Terapi hormone pengganti ini harus benar-benar menjadi perhatian karena
hidup selama puluhan tahun dengan kekurangan estrogen dengan berbagai
kemungkinan gejala klinik yang mengganggu dan bahkan dapat merusak kualitas
hidup wanita tersebut, pemberian terapi hormon pengganti (THP) ini diharapkan
dapat membuat wanita di hari tuanya berkualitas, gairah dan penuh semangat
(Hutapea, 1998).
Pemberian hormon estrogen sebagai terapi sulih hormone, untuk
menggantikan hormone estrogen yang kurang telah diteliti dan menghilangkan
keluhan defisiensi estrogen klinis dengan baik setelah 2-3 minggu pemberian
dosis estrogen tinggi dan 4-5 minggu pemberian dosis estrogen rendah.
Peningkatan densitas tulang pada pemberian estrogen progesterone alamiah
ditambah dengan pemberian kalsium dan vitamin D akan meningkatkan 4,1–
5,5%, selain itu pemberian estrogen/progesterone alamiah memperbaiki
sampai 70 % serta menekan terjadinya fraktur tulang antara 40 – 60 % (Burger et
al. 2002).
Kontrasepsi hormonal mengandung komponen estrogen dan progesterone
yang dapat mempengaruhi pertumbuhan dan pelepasan endometrium,
mengentalkan lendir servik sehingga sulit dilalui oleh sperma serta mengontrol
siklus haid (BKKBN, 2007) sehingga pemanfaatan kontrasepsi ini sering dipakai
sebagai hormon pengganti ketika wanita mengalami penurunan kadar hormone di
masa menopause.
Pil Keluarga Berencana merupakan kontrasepsi oral yang bersifat
hormonal. Komponen estrogen dalam pil bekerja dengan jalan menekan sekresi
FSH (Follicel Stimulating Hormone) sehingga menghalangi maturasi follikel di
ovarium. Hasil penelitian yang dilakukan oleh Keep et al. (1979) dan Stanford et
al. (1987) menunjukkan bahwa kontrasepsi oral merupakan salah satu factor yang
dapat mempengaruhi penundaan usia menopause.

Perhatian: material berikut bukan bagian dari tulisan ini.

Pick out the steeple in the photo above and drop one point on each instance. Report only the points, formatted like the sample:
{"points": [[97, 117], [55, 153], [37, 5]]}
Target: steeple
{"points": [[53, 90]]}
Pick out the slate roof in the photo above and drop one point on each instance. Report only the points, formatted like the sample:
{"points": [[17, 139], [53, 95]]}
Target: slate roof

Hasil penelitian “ the Women’s Health Initiative “ (WHI) mengemukakan
bahwa pemberian estrogen dan progesterone sebagai terapi pengganti dapat
meningkatkan risiko stroke sebesar 41 %, tromboemboli, masalah kardiologi
sebesar 29 % dan karsinoma payudara sebesar 26 % (Andra, 2007).

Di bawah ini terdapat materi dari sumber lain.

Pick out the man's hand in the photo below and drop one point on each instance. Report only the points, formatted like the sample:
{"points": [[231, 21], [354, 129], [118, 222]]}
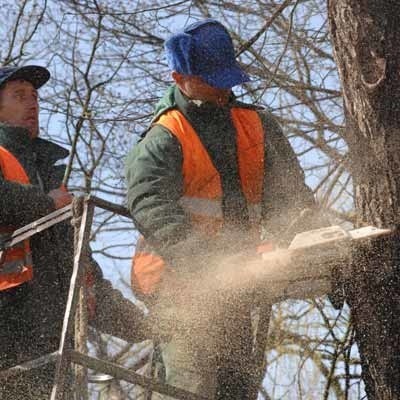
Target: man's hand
{"points": [[61, 197]]}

Sehubungan dengan efek yang terjadi kerena pemberian hormone
pengganti tersebut, dianjurkan supaya pemberiannya sudah harus dimulai 4 – 5
tahun sebelum menopause bila hendak mencegah gangguan jangka panjang
berlangsung bertahun-tahun, 10-15 tahun sesudah menopause dan bahkan
dianjurkan sampai seumur hidup. Sebab disangsikan daya cegah estrogen akan
menghilang bila substitusinya dihentikan dan proses kekeroposan tulang akan
berlanjut kembali (Hutapea, 1998).
2.1.5. Prosedur Pemeriksaan (Said, 2004)
Prosedur pemeriksaan yang dapat dilakukan pada ibu yang mengalami sindrom
klimakterium dapat berupa :
2.1.5.1. Prediksi dini lewat anamnesa khusus
a. Sindroma klimakterik
Hasil anamnese menemukan sejumlah keluhan vasomotorik, depresif, dan
keluhan psikis dan somatik lainnya. Berat atau ringannya keluhan berbeda-beda
pada setiap wanita, lebih kurang 70% wanita peri dan pascamenopause
mengalaminya (Baziad,2003). Keluhan-keluhan tersebut mencapai puncaknya
sebelum dan sesudah menopause, dan dengan meningkatnya usia,
keluhan-keluhan tersebut makin jarang ditemukan.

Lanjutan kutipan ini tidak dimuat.